Here is a python script to embed an externally (trtexec) compiled engine file: https://github.com/microsoft/onnxruntime/blob/main/onnxruntime/python/tools/tensorrt/gen_trt_engine_wrapper_onnx_model.py#L156-L187

jinhonglu commented 1 month ago

@tianleiwu

I have followed https://github.com/NVIDIA/TensorRT/tree/main/tools/Polygraphy/examples/cli/run/08_adding_precision_constraints

image

And I have passed the comparison test between the onnx_32 output and fp16 engine with my own constraints using polygraph

image

Below is the postprocess constraint I created.
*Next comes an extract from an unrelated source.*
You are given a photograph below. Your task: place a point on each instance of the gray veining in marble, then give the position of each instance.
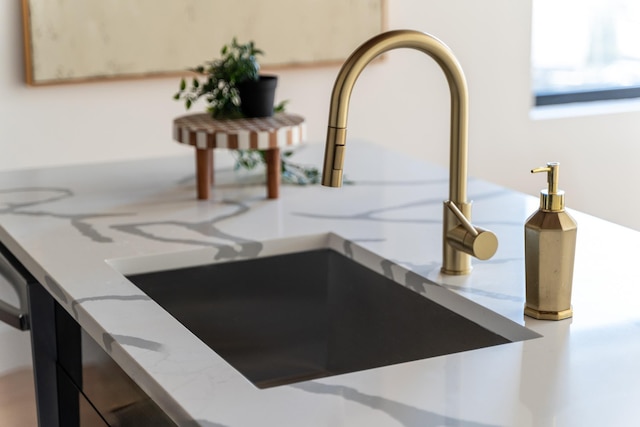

  def postprocess(network):
      """The below function traverses the parsed network and constrains precisions
      for specific layers to FP32.

      See examples/cli/run/04_defining_a_tensorrt_network_or_config_manually
      for more examples using network scripts in Polygraphy.
      """
      for i in range(network.num_layers):
          # previous_layer = network.get_layer(i-1)
          layer = network.get_layer(i)
          # next_layer = network.get_layer(i + 1)
          # Set computation precision for Add and Sub layer to FP32
          if 'Pow' in layer.name or 'ReduceSum' in layer.name:
              previous_layer = network.get_layer(i - 1)
              next_layer = network.get_layer(i + 1)

              layer.precision = trt.float32
              next_layer.precision = trt.float32
              layer.set_output_type(0, trt.float32)

The ops I keep to float32 is based on the onnx analysis above (Or should I do another TensorRT analysis instead?)

After that, I converted and got the engine using polygraphy

polygraphy convert fp32.onnx --precision-constraints obey --fp16 --trt-network-postprocess-script=build_constraint.py -o fp16.engine

However, The inference result is still far away from the onnx model.